Reputation: 520
I'm trying to automate a text-scraping process that grabs an URL and brings in the following text and converts into a DataFrame (please note this is just an extract and the entire text is about 5 paragraphs in total):
text = "On June 15, 10 offices in the business on reported 324 new cases of
faulty equipment (22 technicalities: 11 in Bristol, 3 in Brussels, 2 in
Berlin, 1 in Burma, 1 in Boston, 1 in Belarus; 302 customer-reported, 228 in
Bristol, 24 in Brussels, 22 in Berlin…)"
I've got thus far, a fellow Stack peer helped me to get the DataFrame set-up:
from dateutil import parser
import numpy as np
empty_df = pd.DataFrame(columns = ["total cases","technicalities", "customer-reported", "bristol","brussels","berlin","burma","boston","belarus"])
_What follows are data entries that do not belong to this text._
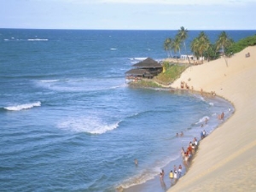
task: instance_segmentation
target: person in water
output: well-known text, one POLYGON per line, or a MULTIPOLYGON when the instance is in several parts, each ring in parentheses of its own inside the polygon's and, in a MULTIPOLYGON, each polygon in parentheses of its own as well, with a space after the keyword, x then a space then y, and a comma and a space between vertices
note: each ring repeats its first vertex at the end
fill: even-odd
POLYGON ((137 159, 134 159, 134 164, 135 164, 135 166, 137 166, 138 162, 137 162, 137 159))

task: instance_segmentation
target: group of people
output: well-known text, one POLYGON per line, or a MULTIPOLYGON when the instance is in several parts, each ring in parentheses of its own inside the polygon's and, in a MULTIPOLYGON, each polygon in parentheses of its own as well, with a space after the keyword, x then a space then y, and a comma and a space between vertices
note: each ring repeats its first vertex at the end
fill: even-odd
POLYGON ((250 53, 248 52, 246 54, 246 57, 249 57, 249 56, 250 56, 250 53))
POLYGON ((180 88, 181 89, 185 88, 187 90, 189 90, 189 84, 187 83, 185 83, 184 81, 180 82, 180 88))
MULTIPOLYGON (((231 111, 231 109, 229 109, 230 110, 230 112, 231 111)), ((221 114, 218 114, 218 119, 219 119, 219 120, 223 120, 224 119, 224 113, 223 112, 223 113, 221 113, 221 114)))

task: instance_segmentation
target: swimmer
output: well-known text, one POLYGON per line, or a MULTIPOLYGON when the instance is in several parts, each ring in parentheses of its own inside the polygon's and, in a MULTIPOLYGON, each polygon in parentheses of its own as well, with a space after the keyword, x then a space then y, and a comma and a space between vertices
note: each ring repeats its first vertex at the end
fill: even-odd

date = parser.parse(text.split(',')[0]).strftime('%d %B %Y')
foo = text.split()
area= ["total cases","technicalities", "customer-reported"]
region = ["bristol","brussels","berlin","burma","boston","belarus"]
total_no = []
for i in foo:
if i in area:
total_no.append(foo[foo.index(i) - 1])
else i in region:
total_no.append(foo[foo.index(i) - 2])
empty_df.loc[len(empty_df)] = total_no + [date]
empty_df.replace('no', np.nan)
I was expecting this to work, but the issue I'm having is the for loop doesn't seem to like my code and when I run the region loop separately, the distinct values for each region in different areas of faulty equipment don't show-up:
e.g. Bristol value currently outputs 11 and 11 (i.e. just the first value found), not the intended 11 (technicalities) and 228 (customer-reported).
This is a pretty tough challenge, but the text I'm working with doesn't change in formatting, so I'd really appreciate some help in being able to tell Python how to distinguish. What I want as an output is the following:
all cases bristol brussels berlin
Total faults 324 239 27 24
Technichalities 22 11 3 2
Customer-reported 302 228 24 22
Upvotes: 0
Views: 37
Reputation: 500
I think the main problem would be this line:
total_no.append(foo[foo.index(i) - 2])
The foo.index(i)
here is getting the index of the first instance of the given region
each time.
Instead, you could use enumerate
instead and go for something like this:
for i, word in enumerate(foo):
if word in area:
total_no.append(foo[i - 1])
elif word in region:
total_no.append(foo[i - 2])
FYI: Personally, I think the code is rather messy, and I would also opt for the use of regex, but I'm not very in scraping so I'll allow someone else to potentially weight in their opinion.
Upvotes: 1